Even here in landlocked Colorado, a home chef can grill up some delicious fish on a summer evening. Chef Jasper Schneider, who leads the kitchen at Wyld in Avon’s Ritz-Carlton, offers a few tips.

Courtesy iStockPhoto

Learn how to recognize high-quality seafood

“If it’s a white fish, make sure it’s translucent and clear. Tuna should be red and sushi-quality. Salmon should be a nice, bright orange. If you’re buying whole fish, like trout, the eyes should be clear and the gills should be bright red. If the gills are brown and discolored, you know it isn’t fresh. Nothing you buy should ever be slimy and, counterintuitively, it should never smell like fish. It should smell like the sea, like saltwater.”

Prep your grill right

“Get your grill nice and hot—a medium to high heat. If you’re cooking fish with skin, I always recommend the grill being hotter. You want it hot because if you’re cooking at 200 to 300 degrees, all you’re doing is steaming the fish, which can make it mushy. You’re not going to sear it and get the texture you want. Always wipe the grill down with some grapeseed or canola oil to prevent sticking. Don’t use olive oil. It will get bitter.”

Prep the fish

“Always get the fish close to room temperature before cooking. Never put it on cold. I like using fine sea salt, seasoned on both sides evenly, skin-side and flesh-side. You can always put a fresh piece of dill, thyme, or rosemary on top of the fish as it’s cooking, and you can even sprinkle on some fennel pollen, which adds extra aromatics.”

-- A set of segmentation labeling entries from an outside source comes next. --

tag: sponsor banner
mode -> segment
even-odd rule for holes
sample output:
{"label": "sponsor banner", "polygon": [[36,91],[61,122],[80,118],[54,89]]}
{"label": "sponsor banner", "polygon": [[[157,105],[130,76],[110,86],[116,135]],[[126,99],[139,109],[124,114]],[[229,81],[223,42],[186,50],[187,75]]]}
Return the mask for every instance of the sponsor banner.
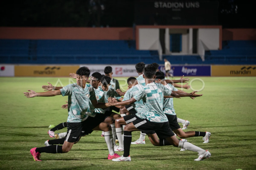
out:
{"label": "sponsor banner", "polygon": [[[164,67],[159,66],[159,69],[165,72]],[[174,76],[210,76],[211,66],[172,66],[170,73]]]}
{"label": "sponsor banner", "polygon": [[57,77],[69,76],[76,73],[79,66],[15,66],[15,76]]}
{"label": "sponsor banner", "polygon": [[80,67],[85,66],[88,67],[91,70],[92,74],[94,72],[99,72],[101,74],[104,74],[104,69],[107,66],[112,67],[112,72],[113,77],[128,77],[133,76],[137,77],[138,73],[135,69],[135,64],[124,65],[80,65]]}
{"label": "sponsor banner", "polygon": [[212,76],[256,76],[256,65],[212,65]]}
{"label": "sponsor banner", "polygon": [[14,65],[0,64],[0,77],[14,76]]}

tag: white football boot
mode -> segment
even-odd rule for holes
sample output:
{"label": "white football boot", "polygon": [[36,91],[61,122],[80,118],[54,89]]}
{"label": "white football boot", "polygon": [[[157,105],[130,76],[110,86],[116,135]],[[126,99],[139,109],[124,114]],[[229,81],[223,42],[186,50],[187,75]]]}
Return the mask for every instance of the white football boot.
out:
{"label": "white football boot", "polygon": [[124,157],[124,155],[122,155],[121,157],[113,159],[112,159],[113,161],[115,162],[120,162],[121,161],[131,161],[131,157],[129,155],[128,157]]}
{"label": "white football boot", "polygon": [[205,158],[208,159],[209,158],[211,157],[211,156],[212,156],[212,154],[211,153],[207,150],[206,150],[206,152],[204,154],[198,153],[198,155],[199,155],[199,156],[198,158],[194,160],[196,161],[204,160],[204,159]]}
{"label": "white football boot", "polygon": [[131,143],[131,144],[146,144],[146,143],[145,143],[145,140],[143,140],[143,141],[142,142],[140,142],[140,139],[139,138],[139,139],[137,140],[135,142],[132,142]]}
{"label": "white football boot", "polygon": [[50,146],[50,145],[52,145],[49,144],[49,143],[48,143],[48,141],[49,141],[49,140],[47,140],[44,142],[44,145],[45,145],[45,146]]}
{"label": "white football boot", "polygon": [[181,129],[188,129],[188,126],[189,125],[189,123],[190,123],[190,122],[189,122],[189,121],[186,120],[186,121],[185,122],[185,123],[184,124],[182,124],[182,125],[183,125],[183,128]]}
{"label": "white football boot", "polygon": [[203,138],[203,140],[204,141],[203,142],[203,143],[207,144],[209,143],[209,138],[211,137],[211,132],[206,132],[205,136]]}
{"label": "white football boot", "polygon": [[[188,140],[187,139],[180,139],[180,140],[182,141],[184,141],[184,142],[188,142]],[[186,151],[186,150],[184,148],[181,148],[180,149],[180,151]]]}
{"label": "white football boot", "polygon": [[124,151],[124,148],[120,148],[119,146],[118,146],[118,147],[117,148],[114,148],[114,151],[115,151],[115,152],[119,152],[120,151]]}

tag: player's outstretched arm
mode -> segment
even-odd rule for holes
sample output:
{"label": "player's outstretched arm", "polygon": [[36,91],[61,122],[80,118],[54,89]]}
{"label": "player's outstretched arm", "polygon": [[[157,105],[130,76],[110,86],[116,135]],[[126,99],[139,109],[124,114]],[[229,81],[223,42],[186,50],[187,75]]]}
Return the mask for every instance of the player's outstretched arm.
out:
{"label": "player's outstretched arm", "polygon": [[108,103],[100,103],[98,102],[97,100],[91,100],[92,103],[95,108],[105,108],[108,107],[111,105],[109,104]]}
{"label": "player's outstretched arm", "polygon": [[[65,101],[66,103],[68,103],[68,102],[67,101]],[[63,105],[61,106],[61,108],[63,109],[66,109],[68,108],[68,104],[65,104],[65,105]]]}
{"label": "player's outstretched arm", "polygon": [[175,97],[172,96],[164,96],[164,98],[178,98],[180,99],[180,97]]}
{"label": "player's outstretched arm", "polygon": [[125,94],[125,92],[122,92],[121,89],[117,89],[116,91],[116,92],[117,94],[119,94],[120,96],[124,96],[124,94]]}
{"label": "player's outstretched arm", "polygon": [[60,89],[62,88],[63,87],[55,87],[55,86],[53,86],[49,82],[47,82],[47,83],[49,84],[49,85],[42,86],[42,88],[46,89],[44,91],[46,90],[60,90]]}
{"label": "player's outstretched arm", "polygon": [[27,98],[31,98],[35,97],[52,97],[55,96],[57,95],[60,95],[61,94],[60,91],[59,90],[54,91],[48,91],[45,92],[37,93],[35,91],[28,90],[28,91],[29,92],[24,92],[23,93],[24,96]]}
{"label": "player's outstretched arm", "polygon": [[203,94],[198,94],[196,93],[196,92],[197,92],[197,91],[193,92],[190,93],[185,93],[180,92],[176,92],[175,91],[172,91],[171,96],[174,97],[197,97],[203,96]]}
{"label": "player's outstretched arm", "polygon": [[187,83],[186,85],[179,85],[179,84],[176,84],[176,83],[174,83],[172,84],[172,85],[175,87],[178,88],[183,88],[186,89],[189,89],[189,88],[190,88],[190,87],[191,87],[191,86],[188,85],[188,83]]}
{"label": "player's outstretched arm", "polygon": [[171,83],[171,84],[173,84],[173,83],[186,83],[187,82],[189,81],[189,79],[188,78],[183,78],[183,77],[184,77],[183,75],[182,77],[179,80],[165,80],[165,81],[167,83]]}
{"label": "player's outstretched arm", "polygon": [[[184,91],[183,91],[183,90],[178,90],[178,92],[181,92],[182,93],[188,93],[187,92],[184,92]],[[195,99],[195,97],[190,97],[190,98],[191,98],[193,100],[194,100],[194,99]]]}
{"label": "player's outstretched arm", "polygon": [[70,73],[69,76],[74,78],[76,78],[76,74],[75,73]]}
{"label": "player's outstretched arm", "polygon": [[[111,100],[110,100],[111,101]],[[121,101],[120,102],[117,102],[115,103],[108,103],[108,104],[110,106],[126,106],[127,105],[130,105],[134,103],[137,100],[135,100],[134,98],[132,98],[130,100]]]}

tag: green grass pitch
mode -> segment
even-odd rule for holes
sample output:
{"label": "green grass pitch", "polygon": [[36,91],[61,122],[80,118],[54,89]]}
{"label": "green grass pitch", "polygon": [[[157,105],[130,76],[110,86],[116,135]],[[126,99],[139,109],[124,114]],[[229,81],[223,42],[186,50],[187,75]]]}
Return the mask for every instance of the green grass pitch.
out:
{"label": "green grass pitch", "polygon": [[[68,153],[43,153],[42,162],[34,161],[30,149],[44,146],[45,141],[52,139],[47,134],[50,125],[67,120],[67,110],[61,106],[68,97],[28,99],[23,95],[28,89],[44,92],[42,85],[49,81],[54,85],[58,78],[0,78],[0,169],[255,169],[256,78],[190,78],[203,80],[205,88],[198,93],[203,96],[194,100],[174,99],[174,108],[178,117],[190,121],[185,131],[212,133],[208,144],[203,144],[202,137],[187,139],[208,150],[212,157],[194,161],[196,153],[180,152],[172,146],[154,146],[146,137],[146,144],[131,146],[132,161],[122,162],[107,159],[107,145],[99,131],[83,137]],[[125,78],[118,79],[120,84],[125,82]],[[69,79],[60,78],[59,82],[66,85]],[[195,81],[192,85],[198,90],[202,83]],[[138,139],[139,132],[132,134],[133,141]]]}

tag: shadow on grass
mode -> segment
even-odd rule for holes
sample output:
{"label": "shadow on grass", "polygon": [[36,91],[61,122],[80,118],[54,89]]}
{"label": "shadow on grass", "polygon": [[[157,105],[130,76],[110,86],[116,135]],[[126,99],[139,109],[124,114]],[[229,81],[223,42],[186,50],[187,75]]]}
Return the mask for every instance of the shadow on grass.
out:
{"label": "shadow on grass", "polygon": [[15,127],[15,126],[0,126],[0,128],[9,128],[9,129],[22,129],[22,128],[48,128],[48,126],[25,126]]}

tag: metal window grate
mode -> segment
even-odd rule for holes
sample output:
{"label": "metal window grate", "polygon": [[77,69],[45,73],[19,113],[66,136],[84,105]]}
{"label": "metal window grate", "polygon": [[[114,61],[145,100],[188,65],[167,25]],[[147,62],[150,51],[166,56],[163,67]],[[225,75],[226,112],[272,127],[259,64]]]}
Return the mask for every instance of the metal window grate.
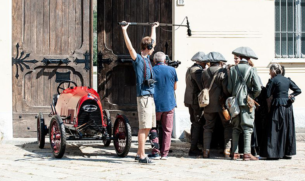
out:
{"label": "metal window grate", "polygon": [[305,57],[305,0],[275,0],[274,5],[275,57]]}

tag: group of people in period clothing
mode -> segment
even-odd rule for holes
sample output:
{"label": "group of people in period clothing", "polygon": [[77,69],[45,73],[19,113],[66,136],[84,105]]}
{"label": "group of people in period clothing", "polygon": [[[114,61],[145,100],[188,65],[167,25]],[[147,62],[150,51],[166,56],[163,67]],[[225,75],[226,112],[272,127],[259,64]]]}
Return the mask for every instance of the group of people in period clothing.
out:
{"label": "group of people in period clothing", "polygon": [[[250,60],[258,59],[253,50],[242,47],[232,54],[234,65],[226,65],[227,61],[217,52],[206,55],[198,52],[191,59],[196,62],[187,71],[184,101],[192,123],[189,155],[209,158],[212,133],[220,121],[224,128],[224,157],[240,158],[238,146],[243,144],[243,160],[258,160],[257,148],[260,159],[291,159],[296,154],[292,104],[300,89],[284,76],[285,68],[278,64],[270,65],[271,78],[264,87]],[[200,95],[207,88],[209,103],[201,107]],[[290,94],[289,89],[293,91]],[[267,100],[271,97],[268,112]],[[199,121],[203,115],[205,123]],[[255,121],[257,117],[259,119]],[[203,151],[197,146],[202,136],[197,130],[203,124]]]}
{"label": "group of people in period clothing", "polygon": [[[156,45],[156,29],[159,25],[158,22],[155,22],[152,26],[150,36],[142,39],[139,53],[128,37],[129,25],[122,26],[136,78],[139,130],[138,147],[135,161],[141,164],[154,165],[151,159],[168,158],[174,109],[176,107],[174,91],[178,79],[174,68],[165,64],[166,55],[162,52],[155,54],[153,67],[149,59]],[[220,121],[224,128],[224,157],[231,157],[233,160],[240,158],[238,145],[242,134],[244,160],[258,159],[251,154],[251,147],[258,146],[253,142],[257,143],[258,137],[262,140],[259,141],[262,158],[291,158],[296,154],[292,103],[294,97],[301,93],[300,90],[289,78],[283,75],[284,68],[277,64],[270,66],[271,78],[266,87],[264,87],[250,60],[258,58],[253,51],[248,47],[241,47],[232,53],[235,66],[226,65],[227,61],[217,52],[206,55],[199,52],[191,59],[195,63],[186,71],[184,97],[191,122],[188,155],[209,157],[212,133],[216,123]],[[198,96],[207,89],[209,103],[201,107]],[[266,93],[263,95],[261,93],[262,89],[266,91],[262,91]],[[289,94],[289,89],[293,92]],[[263,123],[258,124],[263,125],[263,130],[260,130],[263,133],[254,131],[253,134],[255,113],[259,110],[256,100],[260,103],[257,99],[259,97],[262,103],[267,102],[266,99],[270,97],[272,99],[269,116],[265,117]],[[158,126],[162,128],[159,134]],[[203,127],[203,151],[198,146],[199,141],[202,139]],[[162,139],[159,144],[160,135]],[[152,149],[151,154],[146,156],[144,148],[149,135]]]}

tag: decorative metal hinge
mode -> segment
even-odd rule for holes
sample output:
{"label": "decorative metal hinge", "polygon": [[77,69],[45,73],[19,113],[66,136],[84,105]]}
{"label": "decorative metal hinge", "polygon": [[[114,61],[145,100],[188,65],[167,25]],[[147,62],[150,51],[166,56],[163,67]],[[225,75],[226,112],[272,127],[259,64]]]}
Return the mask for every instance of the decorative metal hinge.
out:
{"label": "decorative metal hinge", "polygon": [[113,59],[111,58],[103,58],[103,53],[100,51],[99,51],[97,54],[97,60],[98,65],[100,68],[104,68],[104,64],[106,64],[109,65],[113,61]]}
{"label": "decorative metal hinge", "polygon": [[30,66],[26,64],[25,63],[28,63],[36,64],[38,62],[38,61],[35,59],[30,60],[24,60],[25,59],[30,57],[30,54],[29,53],[27,54],[24,57],[21,58],[21,57],[24,54],[24,53],[23,51],[20,53],[20,56],[19,57],[19,58],[18,58],[18,56],[19,56],[19,43],[17,43],[17,44],[16,45],[16,48],[17,50],[17,55],[16,56],[15,58],[14,58],[14,57],[12,57],[12,66],[13,66],[13,65],[14,64],[16,65],[16,68],[17,69],[17,70],[16,71],[16,75],[15,75],[15,77],[16,77],[16,78],[17,79],[18,79],[18,77],[19,77],[19,74],[18,73],[19,70],[18,65],[20,68],[20,70],[21,71],[23,71],[24,69],[22,66],[22,65],[23,65],[27,69],[30,69]]}
{"label": "decorative metal hinge", "polygon": [[84,56],[85,57],[84,59],[78,59],[77,58],[73,61],[73,62],[77,65],[78,64],[85,64],[85,67],[84,68],[84,69],[86,70],[86,71],[88,71],[90,69],[90,66],[89,66],[90,54],[88,51],[86,51],[84,54]]}
{"label": "decorative metal hinge", "polygon": [[65,64],[66,65],[71,61],[69,60],[68,58],[65,59],[48,59],[45,58],[44,58],[43,60],[41,61],[41,62],[43,63],[44,65],[47,65],[50,64]]}

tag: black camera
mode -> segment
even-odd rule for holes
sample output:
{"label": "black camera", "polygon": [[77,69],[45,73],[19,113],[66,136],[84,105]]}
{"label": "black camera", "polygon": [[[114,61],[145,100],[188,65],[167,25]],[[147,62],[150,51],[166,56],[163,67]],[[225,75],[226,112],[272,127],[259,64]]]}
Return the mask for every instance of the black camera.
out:
{"label": "black camera", "polygon": [[153,78],[151,78],[148,80],[144,80],[144,83],[146,85],[149,85],[151,84],[153,84],[156,82]]}
{"label": "black camera", "polygon": [[171,60],[168,57],[168,55],[166,55],[165,63],[169,66],[172,67],[174,68],[177,68],[179,65],[181,64],[181,62],[179,61],[173,61]]}

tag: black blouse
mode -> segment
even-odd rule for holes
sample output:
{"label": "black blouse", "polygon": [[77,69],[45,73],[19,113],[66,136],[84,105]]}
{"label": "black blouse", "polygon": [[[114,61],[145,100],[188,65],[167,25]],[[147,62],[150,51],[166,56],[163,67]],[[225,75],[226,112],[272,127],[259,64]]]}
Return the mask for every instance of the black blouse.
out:
{"label": "black blouse", "polygon": [[267,97],[272,96],[272,105],[278,106],[287,105],[289,99],[288,92],[289,89],[293,92],[290,95],[296,96],[301,93],[301,89],[290,78],[286,78],[281,74],[276,75],[269,79],[266,86]]}

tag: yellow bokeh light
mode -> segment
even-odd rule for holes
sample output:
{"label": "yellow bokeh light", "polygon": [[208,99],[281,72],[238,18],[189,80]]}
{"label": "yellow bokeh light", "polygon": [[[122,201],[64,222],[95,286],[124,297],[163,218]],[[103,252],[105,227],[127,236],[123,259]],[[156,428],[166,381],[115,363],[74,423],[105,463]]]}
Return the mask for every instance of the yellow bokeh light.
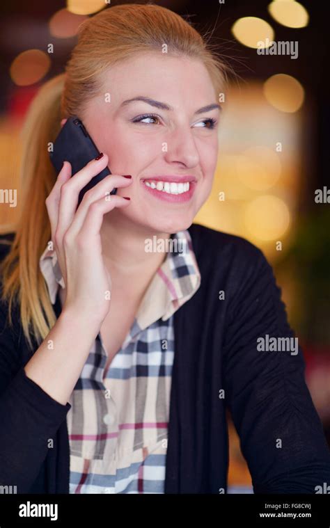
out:
{"label": "yellow bokeh light", "polygon": [[238,157],[236,168],[239,180],[256,191],[265,191],[274,185],[281,170],[276,153],[262,146],[246,149]]}
{"label": "yellow bokeh light", "polygon": [[76,15],[67,9],[60,9],[49,20],[49,32],[54,37],[68,38],[77,34],[78,27],[86,16]]}
{"label": "yellow bokeh light", "polygon": [[268,10],[276,22],[282,26],[297,29],[304,28],[308,24],[308,13],[299,2],[277,0],[269,4]]}
{"label": "yellow bokeh light", "polygon": [[19,86],[27,86],[40,81],[49,70],[49,55],[40,49],[27,49],[17,55],[10,67],[12,81]]}
{"label": "yellow bokeh light", "polygon": [[251,48],[267,47],[274,37],[272,26],[257,17],[239,18],[233,24],[231,31],[234,37],[241,44]]}
{"label": "yellow bokeh light", "polygon": [[268,102],[282,112],[297,112],[304,99],[304,90],[299,81],[285,74],[267,79],[263,91]]}
{"label": "yellow bokeh light", "polygon": [[244,223],[249,234],[259,240],[277,240],[290,225],[290,211],[283,200],[266,195],[250,202],[244,211]]}
{"label": "yellow bokeh light", "polygon": [[74,15],[92,15],[104,9],[107,3],[106,0],[68,0],[67,9]]}

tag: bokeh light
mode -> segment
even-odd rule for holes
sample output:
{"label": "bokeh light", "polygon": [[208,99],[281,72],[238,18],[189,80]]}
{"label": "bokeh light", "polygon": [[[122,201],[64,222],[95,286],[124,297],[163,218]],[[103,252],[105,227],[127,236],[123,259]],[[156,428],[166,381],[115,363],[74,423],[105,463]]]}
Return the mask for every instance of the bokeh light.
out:
{"label": "bokeh light", "polygon": [[10,67],[13,82],[26,86],[40,81],[50,68],[49,56],[40,49],[27,49],[17,55]]}
{"label": "bokeh light", "polygon": [[68,0],[67,9],[74,15],[92,15],[104,9],[107,3],[106,0]]}
{"label": "bokeh light", "polygon": [[54,37],[68,38],[77,34],[78,28],[86,15],[76,15],[68,9],[60,9],[53,15],[49,20],[49,32]]}
{"label": "bokeh light", "polygon": [[256,191],[265,191],[274,185],[281,170],[278,154],[262,146],[246,149],[237,157],[236,168],[242,183]]}
{"label": "bokeh light", "polygon": [[[265,48],[271,45],[274,32],[265,20],[257,17],[244,17],[237,20],[232,27],[234,37],[241,44],[251,48]],[[262,45],[258,42],[264,42]]]}
{"label": "bokeh light", "polygon": [[251,237],[262,241],[277,240],[290,225],[289,209],[277,196],[258,196],[247,204],[244,222]]}
{"label": "bokeh light", "polygon": [[304,90],[299,81],[285,74],[267,79],[263,91],[268,102],[282,112],[297,112],[304,99]]}
{"label": "bokeh light", "polygon": [[309,15],[301,3],[292,0],[277,0],[268,6],[268,10],[273,18],[289,28],[304,28],[308,25]]}

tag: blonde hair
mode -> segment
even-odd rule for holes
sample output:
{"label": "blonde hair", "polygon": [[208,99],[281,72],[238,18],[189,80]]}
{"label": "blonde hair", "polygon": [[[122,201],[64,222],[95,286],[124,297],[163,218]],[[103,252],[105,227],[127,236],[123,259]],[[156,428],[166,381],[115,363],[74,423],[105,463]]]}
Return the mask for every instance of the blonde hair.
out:
{"label": "blonde hair", "polygon": [[47,145],[58,134],[61,119],[82,115],[102,88],[100,74],[134,54],[159,52],[164,44],[170,55],[203,61],[218,97],[228,67],[191,24],[159,6],[125,4],[104,9],[79,26],[65,73],[45,83],[30,105],[22,130],[22,209],[0,274],[9,324],[13,303],[17,302],[31,347],[30,332],[41,342],[56,319],[39,269],[40,257],[52,237],[45,200],[56,178]]}

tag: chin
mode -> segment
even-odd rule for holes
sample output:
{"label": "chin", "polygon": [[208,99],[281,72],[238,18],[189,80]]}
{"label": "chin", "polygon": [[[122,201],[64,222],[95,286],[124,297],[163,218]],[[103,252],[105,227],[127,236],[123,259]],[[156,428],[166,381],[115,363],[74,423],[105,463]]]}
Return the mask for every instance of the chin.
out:
{"label": "chin", "polygon": [[164,219],[158,218],[155,222],[152,222],[152,225],[150,225],[152,231],[156,233],[166,233],[171,234],[171,233],[177,233],[178,231],[184,231],[189,227],[194,221],[194,218],[189,217],[184,218],[168,218]]}

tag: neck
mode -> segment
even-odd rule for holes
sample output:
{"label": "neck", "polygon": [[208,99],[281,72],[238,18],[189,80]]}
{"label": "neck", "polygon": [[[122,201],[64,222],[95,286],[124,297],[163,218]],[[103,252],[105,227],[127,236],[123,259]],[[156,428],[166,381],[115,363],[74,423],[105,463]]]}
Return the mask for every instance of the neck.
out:
{"label": "neck", "polygon": [[170,234],[150,232],[123,216],[116,218],[116,221],[113,218],[111,215],[104,217],[100,230],[104,264],[113,288],[115,291],[144,291],[166,257],[166,252],[146,253],[146,239],[156,235],[166,240]]}

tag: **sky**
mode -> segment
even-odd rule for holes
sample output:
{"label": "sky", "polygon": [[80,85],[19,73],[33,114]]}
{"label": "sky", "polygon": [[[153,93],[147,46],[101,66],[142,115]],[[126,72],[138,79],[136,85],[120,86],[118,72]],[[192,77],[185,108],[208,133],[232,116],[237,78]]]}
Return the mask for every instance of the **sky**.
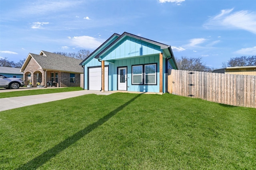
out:
{"label": "sky", "polygon": [[0,57],[10,61],[41,50],[93,51],[124,32],[220,68],[256,55],[256,0],[0,0]]}

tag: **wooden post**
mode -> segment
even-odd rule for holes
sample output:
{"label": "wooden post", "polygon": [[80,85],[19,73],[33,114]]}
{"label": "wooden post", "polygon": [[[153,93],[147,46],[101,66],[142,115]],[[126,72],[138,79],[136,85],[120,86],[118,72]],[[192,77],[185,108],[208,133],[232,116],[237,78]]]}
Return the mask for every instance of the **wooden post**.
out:
{"label": "wooden post", "polygon": [[159,54],[159,92],[163,93],[163,53]]}
{"label": "wooden post", "polygon": [[101,61],[101,90],[105,91],[105,62]]}

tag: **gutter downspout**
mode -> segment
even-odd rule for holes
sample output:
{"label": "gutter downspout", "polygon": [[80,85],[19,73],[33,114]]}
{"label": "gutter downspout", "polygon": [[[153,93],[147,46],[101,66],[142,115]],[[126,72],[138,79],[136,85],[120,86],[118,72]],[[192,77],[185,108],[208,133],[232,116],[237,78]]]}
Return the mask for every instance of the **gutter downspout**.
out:
{"label": "gutter downspout", "polygon": [[[82,68],[84,68],[84,87],[83,87],[83,89],[84,90],[84,85],[85,85],[85,79],[84,77],[85,77],[85,70],[84,70],[84,65],[82,65]],[[81,76],[81,75],[80,75]],[[81,79],[81,77],[80,77]],[[81,79],[80,79],[81,80]]]}
{"label": "gutter downspout", "polygon": [[[168,60],[169,60],[170,59],[171,59],[173,57],[173,54],[172,54],[172,53],[171,53],[171,51],[170,51],[170,49],[169,49],[169,48],[168,48],[168,49],[169,49],[169,51],[170,52],[170,54],[171,54],[171,57],[170,57],[170,58],[166,58],[166,62],[165,62],[165,73],[166,74],[168,73],[168,68],[167,68],[167,67],[168,67]],[[168,77],[168,75],[167,75],[167,77]],[[170,92],[168,91],[168,81],[165,81],[165,84],[166,84],[166,89],[165,89],[165,91],[167,91],[167,93],[170,93]]]}
{"label": "gutter downspout", "polygon": [[[98,61],[99,61],[99,62],[101,62],[101,61],[100,60],[100,59],[99,59],[99,58],[98,58]],[[102,90],[102,87],[101,87],[101,89],[100,89],[100,91],[101,91]]]}

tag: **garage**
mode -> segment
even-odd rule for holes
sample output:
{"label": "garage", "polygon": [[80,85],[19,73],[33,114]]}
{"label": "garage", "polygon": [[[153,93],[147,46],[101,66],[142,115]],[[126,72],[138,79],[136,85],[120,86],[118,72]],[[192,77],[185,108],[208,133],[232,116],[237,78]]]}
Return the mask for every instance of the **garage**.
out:
{"label": "garage", "polygon": [[[101,67],[88,68],[88,89],[101,90]],[[108,91],[108,67],[105,66],[105,91]]]}

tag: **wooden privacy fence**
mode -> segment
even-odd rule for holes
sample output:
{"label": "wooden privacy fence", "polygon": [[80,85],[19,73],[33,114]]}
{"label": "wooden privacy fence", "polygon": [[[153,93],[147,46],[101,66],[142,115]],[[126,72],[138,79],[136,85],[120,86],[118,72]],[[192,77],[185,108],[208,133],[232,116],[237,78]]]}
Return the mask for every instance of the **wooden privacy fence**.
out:
{"label": "wooden privacy fence", "polygon": [[234,106],[256,108],[256,76],[172,69],[170,93]]}

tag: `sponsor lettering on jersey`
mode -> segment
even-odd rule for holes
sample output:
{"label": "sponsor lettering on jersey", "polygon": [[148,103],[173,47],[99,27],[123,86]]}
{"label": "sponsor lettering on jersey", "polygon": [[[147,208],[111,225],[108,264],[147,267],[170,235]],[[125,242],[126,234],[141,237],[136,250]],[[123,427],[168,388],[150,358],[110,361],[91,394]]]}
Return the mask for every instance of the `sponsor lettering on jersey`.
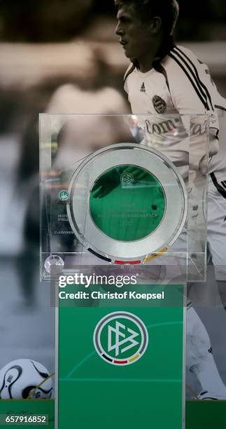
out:
{"label": "sponsor lettering on jersey", "polygon": [[161,97],[159,97],[159,95],[155,95],[153,98],[153,103],[157,113],[165,113],[167,110],[167,103],[164,100],[162,100],[162,98],[161,98]]}
{"label": "sponsor lettering on jersey", "polygon": [[177,128],[177,119],[168,119],[162,122],[152,123],[149,119],[146,120],[146,130],[148,134],[167,134]]}

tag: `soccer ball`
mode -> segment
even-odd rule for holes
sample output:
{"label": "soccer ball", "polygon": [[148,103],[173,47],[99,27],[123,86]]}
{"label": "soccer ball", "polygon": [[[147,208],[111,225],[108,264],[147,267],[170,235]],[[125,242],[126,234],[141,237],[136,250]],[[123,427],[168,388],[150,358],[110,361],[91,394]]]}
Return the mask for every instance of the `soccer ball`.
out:
{"label": "soccer ball", "polygon": [[50,398],[52,383],[49,376],[35,360],[13,360],[0,370],[0,399]]}

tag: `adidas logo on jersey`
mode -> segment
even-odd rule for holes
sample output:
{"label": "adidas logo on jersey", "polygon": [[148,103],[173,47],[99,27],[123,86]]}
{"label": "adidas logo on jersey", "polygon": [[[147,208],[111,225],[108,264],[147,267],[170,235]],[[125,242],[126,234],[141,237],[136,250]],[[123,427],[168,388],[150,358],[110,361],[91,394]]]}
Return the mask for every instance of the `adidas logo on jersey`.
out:
{"label": "adidas logo on jersey", "polygon": [[146,93],[146,90],[145,89],[144,82],[143,82],[141,86],[141,93]]}

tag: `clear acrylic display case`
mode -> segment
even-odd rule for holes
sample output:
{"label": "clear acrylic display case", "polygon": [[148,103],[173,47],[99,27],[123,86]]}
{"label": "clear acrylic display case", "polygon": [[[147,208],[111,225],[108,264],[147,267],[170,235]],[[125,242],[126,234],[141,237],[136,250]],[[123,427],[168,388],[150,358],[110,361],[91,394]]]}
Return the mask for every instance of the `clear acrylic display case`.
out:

Cook it skin-side down, and leave it be

“If you’re doing fillets with skin, cook with the skin-side down so it gets nice and crispy. If you’re not doing skin, try to cook only one side of the fish, so it creates a crust. The meat inside should stay nice and moist if only one side touches the grill. When you flip it and cook both sides, it dries out the middle. Also, when it’s on the grill, don’t move it around. Same thing in a pan. Keeping it in one place helps create that crust.”

Don’t overcook it

“Normally, fish can take anywhere from four to seven minutes, depending on the grill. If you’re covering the grill, it will cook a lot quicker because the trapped heat is baking the fish at the same time as it’s grilling.”

Finish it off

“I like grilling lemon or orange wedges on the side. When the fish comes off, squeeze a bit of the fresh juice over it. Drizzle a finishing oil—a nice, fruity extra virgin olive oil—over the fish, and then sprinkle a little Maldon salt over it for a textural crunch. You can serve it right away or let it cool. Your preference.”


Chef Jasper Schneider got his start training under Eric Ripert of NYC’s three-Michelin-starred Le Bernardin and has spent more than 25 years working in kitchens from St. Thomas to Anguilla. He now serves as executive chef at Wyld, the signature restaurant at the Ritz-Carlton, Bachelor Gulch, which opened in 2016.